"Quiltros, camino a Macchu Picchu y la fuente de la plaza de armas"
En Chile los llaman quiltros, palabra de origen mapudungún que se asocia a los perros sin raza que, desde antes de la Conquista, merodeaban los territorios andinos. Son quiltros ésos, los lanudos, los pulgosos, los sin-dueño, que acaso siguen a un vagabundo por la calle, que duermen en grupo en las jardineras, asedian las casas donde hay perras en celo y ladran a los violadores, los transexuales y otras criaturas nocturnas.
La empresa Lipigas tiene a un quiltro como imagen corporativa. Es una forma de decir que pertenecen al pueblo: su camión cargado de botellones de gas lleva una campana colgando, que se hace sonar al pasar por los baches de caminos de tierra. Así se sabe que viene el gas. El quiltro es fiel, es "aperrado", y es honesto. A los otros se les llama perros.
Camino a Machu Picchu, entre Ollantaytambo e Hidroeléctrica, los caminos serpentean a más de dos mil metros de altura. Carlos, nuestro guía, conoce la ruta de 7 horas de curvas de memoria: frena cuando hay que frenar y toma las curvas ciegas sin frenos mascando a boca llena sus hojas de coca, golpeando el volante al ritmo de cumbia andina cuando no hay que frenar. En todas las curvas, por si acaso, hace sonar la bocina de la van, para avisar que va invadiendo carril, en caso de toparse con un auto de frente. Lleva prisa, porque alguien atrás se mareó y vomitó y nos hizo parar dos veces.

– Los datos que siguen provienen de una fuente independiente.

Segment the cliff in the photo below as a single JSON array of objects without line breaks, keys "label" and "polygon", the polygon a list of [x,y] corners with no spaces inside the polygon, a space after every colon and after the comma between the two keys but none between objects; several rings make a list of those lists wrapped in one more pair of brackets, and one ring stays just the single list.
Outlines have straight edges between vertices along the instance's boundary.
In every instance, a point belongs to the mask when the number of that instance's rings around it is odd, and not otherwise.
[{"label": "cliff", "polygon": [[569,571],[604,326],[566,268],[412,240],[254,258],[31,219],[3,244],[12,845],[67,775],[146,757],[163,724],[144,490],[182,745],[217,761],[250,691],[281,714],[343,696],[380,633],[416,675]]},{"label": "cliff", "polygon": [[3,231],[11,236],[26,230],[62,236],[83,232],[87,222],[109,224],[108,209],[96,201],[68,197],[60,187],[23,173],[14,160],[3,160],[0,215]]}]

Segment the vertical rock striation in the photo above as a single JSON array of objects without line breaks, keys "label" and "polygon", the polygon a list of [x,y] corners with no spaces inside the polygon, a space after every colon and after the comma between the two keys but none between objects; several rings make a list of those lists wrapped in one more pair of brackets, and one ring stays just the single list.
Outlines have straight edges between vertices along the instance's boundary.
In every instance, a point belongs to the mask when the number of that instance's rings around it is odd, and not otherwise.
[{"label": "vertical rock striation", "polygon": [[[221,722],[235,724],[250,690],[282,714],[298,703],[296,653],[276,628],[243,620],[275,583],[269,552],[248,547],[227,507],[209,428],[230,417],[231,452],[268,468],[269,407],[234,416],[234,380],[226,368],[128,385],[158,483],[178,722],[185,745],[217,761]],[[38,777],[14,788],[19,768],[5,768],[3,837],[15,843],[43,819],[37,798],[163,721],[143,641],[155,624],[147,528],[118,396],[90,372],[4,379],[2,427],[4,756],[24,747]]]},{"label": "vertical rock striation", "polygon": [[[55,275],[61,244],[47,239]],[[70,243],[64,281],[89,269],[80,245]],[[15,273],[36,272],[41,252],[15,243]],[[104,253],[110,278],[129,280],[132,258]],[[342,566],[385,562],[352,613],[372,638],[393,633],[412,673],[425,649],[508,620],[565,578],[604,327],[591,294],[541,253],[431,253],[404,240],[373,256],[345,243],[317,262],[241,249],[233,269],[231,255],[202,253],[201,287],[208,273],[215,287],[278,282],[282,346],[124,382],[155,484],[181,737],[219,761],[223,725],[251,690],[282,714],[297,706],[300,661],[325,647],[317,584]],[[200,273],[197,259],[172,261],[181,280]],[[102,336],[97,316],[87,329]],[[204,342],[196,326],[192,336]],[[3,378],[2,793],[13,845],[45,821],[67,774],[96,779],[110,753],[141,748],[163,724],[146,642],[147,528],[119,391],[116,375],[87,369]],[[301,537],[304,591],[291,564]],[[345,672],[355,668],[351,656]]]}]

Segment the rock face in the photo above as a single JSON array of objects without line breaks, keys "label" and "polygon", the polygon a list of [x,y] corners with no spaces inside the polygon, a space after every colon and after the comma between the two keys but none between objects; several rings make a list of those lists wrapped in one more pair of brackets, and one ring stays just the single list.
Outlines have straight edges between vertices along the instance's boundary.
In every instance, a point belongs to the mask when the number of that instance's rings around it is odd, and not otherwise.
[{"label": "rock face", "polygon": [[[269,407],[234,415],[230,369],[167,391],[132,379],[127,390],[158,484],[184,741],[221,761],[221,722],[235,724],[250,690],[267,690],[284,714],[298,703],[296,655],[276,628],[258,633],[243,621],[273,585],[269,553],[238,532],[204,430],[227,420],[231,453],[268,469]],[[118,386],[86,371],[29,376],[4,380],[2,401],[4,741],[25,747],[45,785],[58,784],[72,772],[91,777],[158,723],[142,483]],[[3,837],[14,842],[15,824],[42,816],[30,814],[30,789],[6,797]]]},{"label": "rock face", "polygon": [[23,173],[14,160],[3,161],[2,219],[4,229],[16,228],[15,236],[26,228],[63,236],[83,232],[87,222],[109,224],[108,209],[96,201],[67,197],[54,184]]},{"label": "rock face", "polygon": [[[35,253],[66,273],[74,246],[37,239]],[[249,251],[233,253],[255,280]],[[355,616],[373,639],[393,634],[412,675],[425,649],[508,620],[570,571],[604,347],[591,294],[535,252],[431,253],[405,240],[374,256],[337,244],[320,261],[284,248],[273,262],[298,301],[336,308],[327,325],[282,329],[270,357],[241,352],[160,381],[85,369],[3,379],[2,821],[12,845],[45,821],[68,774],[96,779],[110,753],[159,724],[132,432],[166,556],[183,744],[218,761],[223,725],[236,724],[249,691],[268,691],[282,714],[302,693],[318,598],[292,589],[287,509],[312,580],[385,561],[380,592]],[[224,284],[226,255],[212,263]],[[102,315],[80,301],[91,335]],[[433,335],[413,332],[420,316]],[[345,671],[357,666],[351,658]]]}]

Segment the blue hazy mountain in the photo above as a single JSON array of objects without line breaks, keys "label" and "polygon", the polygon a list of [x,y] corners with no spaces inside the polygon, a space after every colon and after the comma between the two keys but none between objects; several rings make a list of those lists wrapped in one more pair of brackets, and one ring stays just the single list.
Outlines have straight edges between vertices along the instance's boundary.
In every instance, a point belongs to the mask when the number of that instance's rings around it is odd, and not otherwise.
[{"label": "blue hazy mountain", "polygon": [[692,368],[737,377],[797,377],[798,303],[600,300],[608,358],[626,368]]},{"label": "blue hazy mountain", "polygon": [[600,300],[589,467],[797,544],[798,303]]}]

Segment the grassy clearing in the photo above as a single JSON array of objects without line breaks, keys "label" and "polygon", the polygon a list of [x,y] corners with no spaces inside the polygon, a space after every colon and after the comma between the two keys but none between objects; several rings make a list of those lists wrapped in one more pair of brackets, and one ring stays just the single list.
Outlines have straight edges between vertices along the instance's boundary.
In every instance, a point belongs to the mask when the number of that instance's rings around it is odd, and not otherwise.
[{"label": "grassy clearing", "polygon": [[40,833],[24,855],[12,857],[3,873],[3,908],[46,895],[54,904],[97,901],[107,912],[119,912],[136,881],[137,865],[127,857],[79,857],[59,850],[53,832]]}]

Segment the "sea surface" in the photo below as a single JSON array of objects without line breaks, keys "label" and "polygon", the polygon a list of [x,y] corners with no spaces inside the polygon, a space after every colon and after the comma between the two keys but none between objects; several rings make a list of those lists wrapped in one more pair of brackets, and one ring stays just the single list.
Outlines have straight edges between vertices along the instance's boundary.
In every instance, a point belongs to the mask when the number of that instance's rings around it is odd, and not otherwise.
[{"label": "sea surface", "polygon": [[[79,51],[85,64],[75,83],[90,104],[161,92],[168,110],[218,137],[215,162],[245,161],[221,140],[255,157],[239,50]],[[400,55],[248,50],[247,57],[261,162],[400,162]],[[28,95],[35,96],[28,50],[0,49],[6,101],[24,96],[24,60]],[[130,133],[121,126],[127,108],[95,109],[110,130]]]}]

Es el ruido del bocinazo el que me permite verlos, a los quiltros, que se distribuyen en los acotamientos de las curvas peligrosas. En medio de soledades preincaicas, estos perros sin dueño deben caminar por horas para ubicarse ahí, y esperar sentados, el paso de los autos. Entre la niebla y la vegetación son casi invisibles, pero cuando Carlos toca la bocina, levantan las orejas.
Fue ese el momento, cuando encomendaba mi vida a un conductor anestesiado de hojas de coca, en un lugar perdido del Perú alto, que entendí que los quiltros no son perros, sino guardianes. En su forma única de no ser mascotas (aun si alguien les da de comer y los arropa bajo cajas de cartón en una plaza), son testigos abnegados de nuestra existencia, y prueba de la fidelidad humana, del corazón sensible. Por eso es que las poblaciones más pobres están llenas de perros de nadie. Por eso es que en Estados Unidos no hay quiltos, solo perros, perros falderos.
Los quiltros, también, me anuncian las cosas que hacemos mal. Cuando llueve, se meten en la tierra a llenarse de lodo. Gracias a ellos me doy cuenta que en la ciudad hay menos tierra que antes. Y en los días en que hace más calor, se meten a las fuentes de las plazas. En Concepción, no lo hacen en la plaza de armas, donde alguien se lo debe tener prohibido.
El otro día, cuatro idiotas, universitarios, tiraron a la fuente de la plaza de armas a un anciano que pedía dinero. Lo tomaron entre los cuatro y entre risas lo mojaron. Uno le tomaba la cabeza y se la metía en el agua. El anciano daba bocanadas de aire y abría grandes los ojos.
Luego, se sentó humillado y mojado en el borde de la fuente. Los idiotas se fueron a sentar al pasto, donde cuatro chicas risueñas los esperaban para celebrar la hazaña. Quería ir y golpearlos, aunque acabara yo también en la fuente. Entonces los vi. Los quiltros, a lo lejos, alzaban las orejas.